Talk about bringing back the old days! I leaned back in my chair, closed my eyes and could almost smell the acrid sweat of the southern California punk clubs I used to frequent in my youth.
Then, oh man, here it comes, the unbridled aggression with, and I couldn't believe it, one of 80's hardcore most controversial bands: Vile. The track "5 to 10", which I first heard back in '87 when a friend of mine from the east coast laid the "Solution" LP (1983) onto his record player, immediately changes the tone of the album into one of a pure punk rock assault; I mean how can it not, when throwing down a song from one of the most insolent and in your mugg east coast punk bands ever?
Once Vile had ripped through my mind, the album closes, with a surprise; Wire's "Pink Flag" which first appeared on that band's debut album of the same name back in '77. Though very much a part of the early British punk rock scene, these guys were much more complex, progressive if you will.
It's seemingly uncanny that they would place this track in the final slot, it acts almost like the winding down of your favorite toy, slowing the tempo in order to meet the inevitable which is the end of the disk itself. I have no idea if that's by chance or choice, but it works well.
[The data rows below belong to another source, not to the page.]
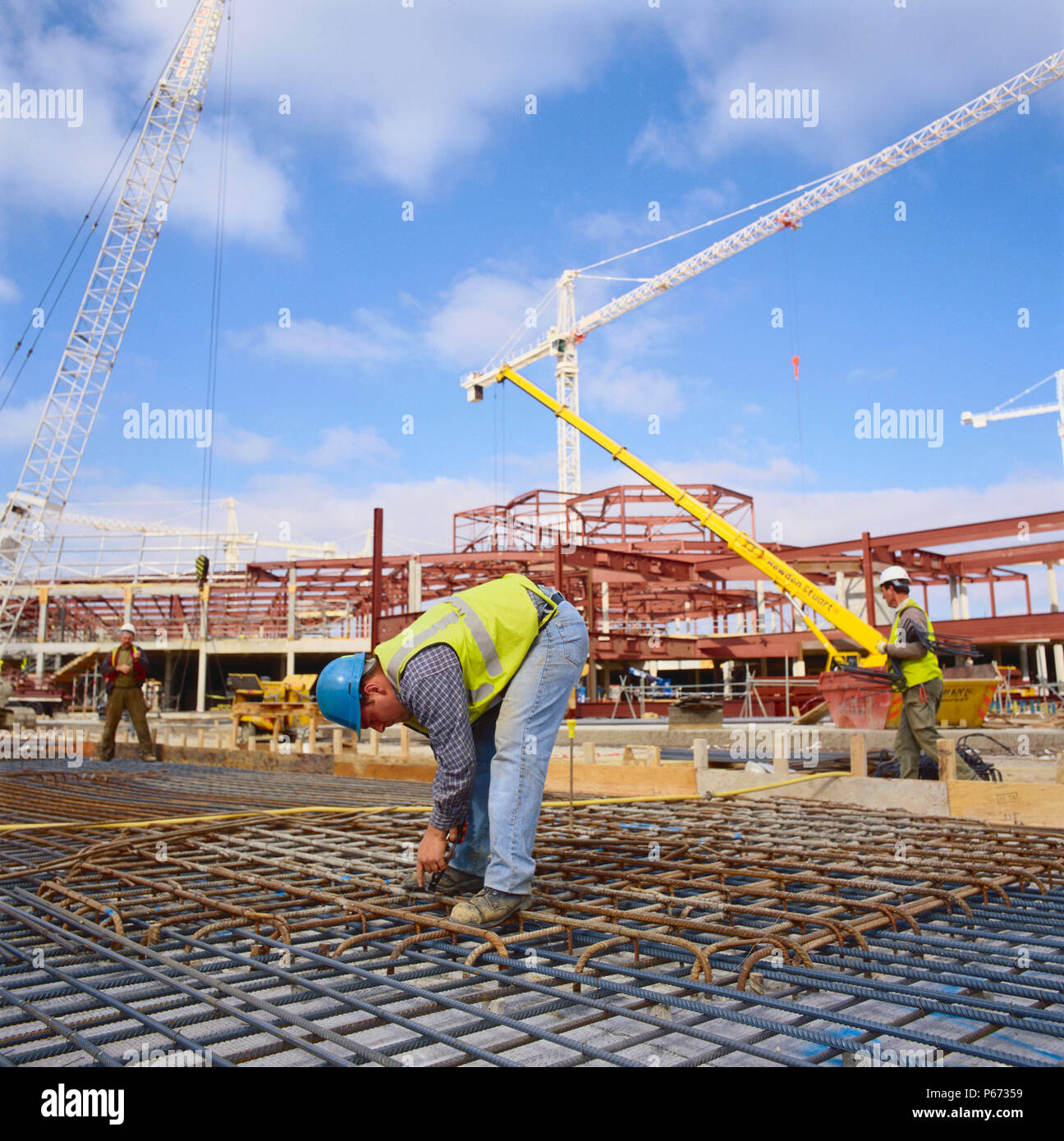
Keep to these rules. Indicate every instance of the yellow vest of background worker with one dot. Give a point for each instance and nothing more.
(917, 670)
(490, 628)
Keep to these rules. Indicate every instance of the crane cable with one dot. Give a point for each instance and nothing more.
(792, 297)
(216, 281)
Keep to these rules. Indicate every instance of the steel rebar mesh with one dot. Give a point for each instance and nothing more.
(768, 933)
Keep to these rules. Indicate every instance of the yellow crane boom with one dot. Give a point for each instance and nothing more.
(797, 588)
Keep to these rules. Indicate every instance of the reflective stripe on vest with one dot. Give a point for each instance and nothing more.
(490, 628)
(917, 670)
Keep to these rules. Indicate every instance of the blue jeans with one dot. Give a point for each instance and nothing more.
(514, 742)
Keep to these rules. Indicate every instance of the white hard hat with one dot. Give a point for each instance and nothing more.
(894, 574)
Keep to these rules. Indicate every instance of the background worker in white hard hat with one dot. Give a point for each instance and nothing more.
(923, 694)
(487, 676)
(125, 672)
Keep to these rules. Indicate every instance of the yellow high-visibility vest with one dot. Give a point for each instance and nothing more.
(490, 628)
(917, 670)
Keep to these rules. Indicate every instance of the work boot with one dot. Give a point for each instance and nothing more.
(488, 909)
(451, 882)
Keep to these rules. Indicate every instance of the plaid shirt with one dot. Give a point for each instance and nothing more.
(433, 688)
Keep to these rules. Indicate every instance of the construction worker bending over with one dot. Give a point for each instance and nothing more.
(123, 676)
(923, 695)
(485, 675)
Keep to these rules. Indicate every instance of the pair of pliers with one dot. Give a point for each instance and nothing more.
(447, 858)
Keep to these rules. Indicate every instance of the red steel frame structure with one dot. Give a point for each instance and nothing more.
(631, 562)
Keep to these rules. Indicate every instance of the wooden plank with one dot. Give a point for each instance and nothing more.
(781, 761)
(1038, 806)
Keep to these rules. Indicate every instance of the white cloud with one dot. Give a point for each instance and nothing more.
(479, 313)
(402, 94)
(240, 445)
(46, 164)
(639, 392)
(342, 445)
(17, 424)
(880, 72)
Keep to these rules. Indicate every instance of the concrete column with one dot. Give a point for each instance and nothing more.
(201, 664)
(41, 628)
(290, 653)
(166, 699)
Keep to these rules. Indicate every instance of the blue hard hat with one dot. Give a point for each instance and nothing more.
(337, 690)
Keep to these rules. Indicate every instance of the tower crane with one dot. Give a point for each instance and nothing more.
(34, 511)
(1003, 412)
(563, 338)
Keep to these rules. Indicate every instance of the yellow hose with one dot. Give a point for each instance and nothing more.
(388, 808)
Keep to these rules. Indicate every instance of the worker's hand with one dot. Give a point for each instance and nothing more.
(432, 853)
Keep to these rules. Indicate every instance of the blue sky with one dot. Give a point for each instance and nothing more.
(427, 105)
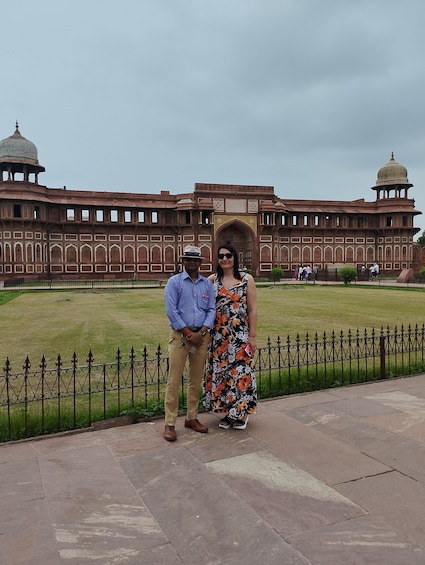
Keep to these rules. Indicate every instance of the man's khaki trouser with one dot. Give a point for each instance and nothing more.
(179, 350)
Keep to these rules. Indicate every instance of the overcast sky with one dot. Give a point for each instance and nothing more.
(309, 96)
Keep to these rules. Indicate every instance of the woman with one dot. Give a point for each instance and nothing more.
(229, 386)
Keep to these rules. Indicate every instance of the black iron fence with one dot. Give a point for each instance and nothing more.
(39, 400)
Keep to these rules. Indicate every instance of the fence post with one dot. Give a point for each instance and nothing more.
(382, 374)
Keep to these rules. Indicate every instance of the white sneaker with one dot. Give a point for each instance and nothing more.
(240, 424)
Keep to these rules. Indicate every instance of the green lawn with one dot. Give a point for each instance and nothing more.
(63, 322)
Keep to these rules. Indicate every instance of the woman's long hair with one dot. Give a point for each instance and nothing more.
(236, 272)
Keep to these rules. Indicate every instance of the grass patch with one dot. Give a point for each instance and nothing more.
(47, 323)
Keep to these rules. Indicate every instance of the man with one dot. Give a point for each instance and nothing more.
(190, 307)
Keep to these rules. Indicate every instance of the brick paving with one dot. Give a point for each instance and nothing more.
(326, 478)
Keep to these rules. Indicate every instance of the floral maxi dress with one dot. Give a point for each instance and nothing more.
(229, 385)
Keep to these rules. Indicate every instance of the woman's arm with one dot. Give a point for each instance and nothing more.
(251, 296)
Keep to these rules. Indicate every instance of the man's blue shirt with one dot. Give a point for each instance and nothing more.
(189, 303)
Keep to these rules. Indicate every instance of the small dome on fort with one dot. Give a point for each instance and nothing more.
(18, 149)
(392, 174)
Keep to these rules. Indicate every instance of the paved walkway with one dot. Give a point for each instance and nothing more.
(335, 477)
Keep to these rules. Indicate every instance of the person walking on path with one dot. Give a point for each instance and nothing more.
(229, 384)
(190, 308)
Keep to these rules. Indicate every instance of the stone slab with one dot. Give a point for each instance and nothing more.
(201, 516)
(329, 460)
(360, 541)
(285, 496)
(394, 498)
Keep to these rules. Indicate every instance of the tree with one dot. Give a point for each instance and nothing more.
(348, 274)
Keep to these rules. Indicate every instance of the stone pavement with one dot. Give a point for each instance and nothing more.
(328, 478)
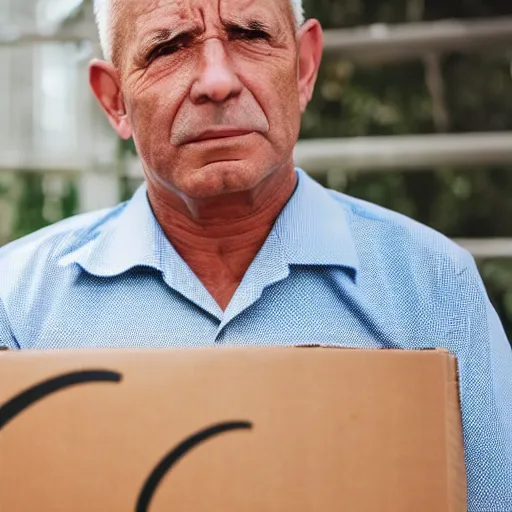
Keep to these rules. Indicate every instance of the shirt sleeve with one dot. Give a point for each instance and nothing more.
(7, 338)
(485, 367)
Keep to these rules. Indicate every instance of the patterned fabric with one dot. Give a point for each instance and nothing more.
(335, 270)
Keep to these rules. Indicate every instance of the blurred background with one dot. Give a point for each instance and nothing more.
(413, 111)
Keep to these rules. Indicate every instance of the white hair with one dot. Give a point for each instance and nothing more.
(103, 11)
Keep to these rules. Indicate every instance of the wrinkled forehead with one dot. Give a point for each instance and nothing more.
(134, 16)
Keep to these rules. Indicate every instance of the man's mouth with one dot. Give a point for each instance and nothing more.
(220, 133)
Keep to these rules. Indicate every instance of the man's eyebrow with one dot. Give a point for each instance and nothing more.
(251, 24)
(165, 35)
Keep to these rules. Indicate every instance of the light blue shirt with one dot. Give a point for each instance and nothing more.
(334, 270)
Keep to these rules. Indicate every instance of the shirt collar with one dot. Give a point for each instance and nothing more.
(313, 229)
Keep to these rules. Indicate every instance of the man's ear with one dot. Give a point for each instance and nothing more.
(310, 43)
(105, 83)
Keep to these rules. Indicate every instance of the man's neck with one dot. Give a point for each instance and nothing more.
(219, 238)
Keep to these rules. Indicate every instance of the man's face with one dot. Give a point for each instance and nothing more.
(211, 90)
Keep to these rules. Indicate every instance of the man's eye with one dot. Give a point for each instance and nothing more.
(247, 34)
(165, 49)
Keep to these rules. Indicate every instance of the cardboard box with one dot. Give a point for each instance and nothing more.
(291, 429)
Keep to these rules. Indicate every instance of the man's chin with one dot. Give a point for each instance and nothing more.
(223, 177)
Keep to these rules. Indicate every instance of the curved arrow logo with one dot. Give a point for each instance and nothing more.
(177, 453)
(31, 396)
(27, 398)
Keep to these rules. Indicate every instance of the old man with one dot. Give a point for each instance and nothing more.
(227, 244)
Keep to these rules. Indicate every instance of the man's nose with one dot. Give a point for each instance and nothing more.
(217, 81)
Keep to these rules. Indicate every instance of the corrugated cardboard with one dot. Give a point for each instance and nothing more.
(309, 429)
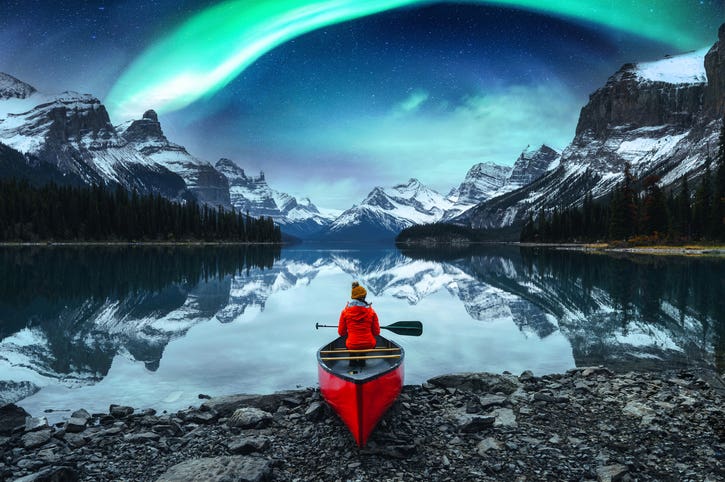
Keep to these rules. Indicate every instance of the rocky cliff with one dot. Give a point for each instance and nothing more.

Now I come to the part where I close the review with something to drive home the overall experience, but I am at a loss as to what to write; I suppose that all I can say is that the range Ceremony has hit with a mere six tracks is impressive, they have crossed the gamut of early punk history, from both sides of the pond and both coasts of the U.S., some of these songs people may not even be familiar with and it's a damn good album.
Oh, and just a note, this album will be available on August 9th, but you can pre-order this bad boy now. I also highly encourage you to check out their albums Violence Violence, Still Nothing Moves You and last year's Rohnert Park, if you like punk you're gonna love 'em too!